Statement of compliance
These financial statements have been prepared in accordance with Financial Reporting Standard 102 - 'The Financial Reporting Standard applicable in the UK and Republic of Ireland' and the Companies Act 2006.
Basis of preparation
These financial statements have been prepared using the historical cost convention except that as disclosed in the accounting policies certain items are shown at fair value.
Summary of disclosure exemptions
FRS 102 grants a qualifying entity exemptions from the full requirements of FRS102. The following exemptions have been taken in these financial statements as the company is deemed to be a qualifying entity.

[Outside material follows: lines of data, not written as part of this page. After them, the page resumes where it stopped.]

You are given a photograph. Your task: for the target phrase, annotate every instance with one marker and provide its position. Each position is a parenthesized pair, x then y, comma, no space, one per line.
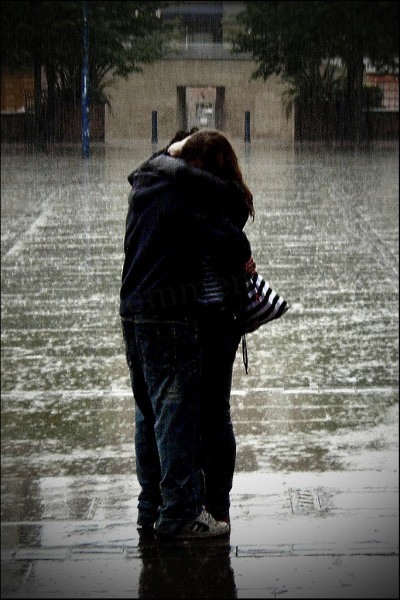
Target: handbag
(261,305)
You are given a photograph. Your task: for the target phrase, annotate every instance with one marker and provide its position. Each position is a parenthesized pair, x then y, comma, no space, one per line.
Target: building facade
(199,82)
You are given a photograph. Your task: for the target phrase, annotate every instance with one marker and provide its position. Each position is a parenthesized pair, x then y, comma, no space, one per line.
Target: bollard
(154,132)
(247,126)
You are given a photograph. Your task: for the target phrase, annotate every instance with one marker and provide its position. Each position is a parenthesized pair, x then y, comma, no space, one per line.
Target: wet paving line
(40,221)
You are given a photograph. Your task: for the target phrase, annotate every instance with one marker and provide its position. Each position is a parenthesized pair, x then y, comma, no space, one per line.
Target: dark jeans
(181,373)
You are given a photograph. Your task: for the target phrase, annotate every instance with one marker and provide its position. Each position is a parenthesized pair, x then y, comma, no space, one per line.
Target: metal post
(85,85)
(247,126)
(154,132)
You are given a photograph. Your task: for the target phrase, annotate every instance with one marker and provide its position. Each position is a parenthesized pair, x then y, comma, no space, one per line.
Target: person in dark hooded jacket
(177,217)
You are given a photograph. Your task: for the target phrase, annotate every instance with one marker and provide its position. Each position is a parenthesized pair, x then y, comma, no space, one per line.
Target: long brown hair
(217,156)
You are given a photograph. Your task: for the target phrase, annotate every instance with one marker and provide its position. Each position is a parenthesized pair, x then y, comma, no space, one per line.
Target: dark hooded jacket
(177,214)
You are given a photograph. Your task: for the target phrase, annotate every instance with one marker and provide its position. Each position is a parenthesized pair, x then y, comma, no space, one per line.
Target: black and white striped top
(211,287)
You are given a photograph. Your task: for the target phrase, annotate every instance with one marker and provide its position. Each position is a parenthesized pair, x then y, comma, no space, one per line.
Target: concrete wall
(133,100)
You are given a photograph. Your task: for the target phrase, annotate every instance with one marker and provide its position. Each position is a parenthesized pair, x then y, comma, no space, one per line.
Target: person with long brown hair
(211,151)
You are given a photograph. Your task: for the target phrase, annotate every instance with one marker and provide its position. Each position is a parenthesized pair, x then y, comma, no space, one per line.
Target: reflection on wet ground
(321,397)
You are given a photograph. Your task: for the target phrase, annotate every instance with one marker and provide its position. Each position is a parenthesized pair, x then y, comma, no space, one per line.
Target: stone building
(199,82)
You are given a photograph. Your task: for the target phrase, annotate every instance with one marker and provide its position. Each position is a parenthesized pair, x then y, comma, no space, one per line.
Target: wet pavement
(314,503)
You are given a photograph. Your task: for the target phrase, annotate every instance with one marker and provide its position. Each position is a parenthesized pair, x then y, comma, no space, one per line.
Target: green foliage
(122,37)
(284,37)
(299,40)
(314,84)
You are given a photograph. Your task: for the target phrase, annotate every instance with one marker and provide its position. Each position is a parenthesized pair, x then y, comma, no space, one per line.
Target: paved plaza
(315,496)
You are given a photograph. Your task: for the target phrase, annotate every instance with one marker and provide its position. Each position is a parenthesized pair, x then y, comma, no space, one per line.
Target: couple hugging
(186,258)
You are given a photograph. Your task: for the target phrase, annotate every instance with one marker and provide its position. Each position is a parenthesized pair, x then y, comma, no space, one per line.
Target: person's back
(167,234)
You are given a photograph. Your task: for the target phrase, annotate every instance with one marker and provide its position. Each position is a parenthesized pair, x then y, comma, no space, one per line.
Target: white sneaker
(203,526)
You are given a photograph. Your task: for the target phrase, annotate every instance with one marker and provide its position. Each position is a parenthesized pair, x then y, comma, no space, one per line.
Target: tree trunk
(355,77)
(51,102)
(37,93)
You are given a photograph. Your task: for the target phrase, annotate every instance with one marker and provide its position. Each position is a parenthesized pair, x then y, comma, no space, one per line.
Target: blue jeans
(181,373)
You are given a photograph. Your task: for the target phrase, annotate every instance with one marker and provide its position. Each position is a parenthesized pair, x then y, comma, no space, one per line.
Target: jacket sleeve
(216,237)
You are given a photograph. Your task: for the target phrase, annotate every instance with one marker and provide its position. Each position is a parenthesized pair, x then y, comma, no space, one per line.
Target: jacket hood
(163,169)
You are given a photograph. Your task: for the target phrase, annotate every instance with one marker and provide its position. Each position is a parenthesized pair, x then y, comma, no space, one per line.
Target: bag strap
(244,353)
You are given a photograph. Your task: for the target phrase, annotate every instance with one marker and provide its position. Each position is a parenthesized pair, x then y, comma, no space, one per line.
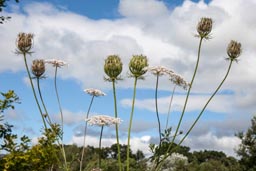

The company has taken advantage of the exemption, under FRS102 paragraph 1.12(b), from preparing a Statement of Cash Flows on the basis that it is a qualifying entity and its ultimate parent company, Wright Bros. Holdings Limited, included the company's cash flows in its own consolidated financial statements. The company is also taking exemption from disclosure of key management personnel compensation and exemption from disclosure of related party transactions entered into between the company and other members of the Wright Bros. Holdings Limited group.
Name of parent of group
These financial statements are consolidated in the financial statements of Wright Bros. Holdings Limited.
The financial statements of Wright Bros. Holdings Limited may be obtained from its registered office, 56 Old Brompton Road, London SW7 3DY .
Wright Bros. Limited
Notes to the Financial Statements
Year Ended 30 December 2024
Going concern
The financial statements have been prepared on a going concern basis.
The directors have concluded that there is no material uncertainty regarding the ability of the company to continue as a going concern for a period of at least 12 months from the date of approval of these accounts and that it remains appropriate to prepare the financial statements on the going concern basis.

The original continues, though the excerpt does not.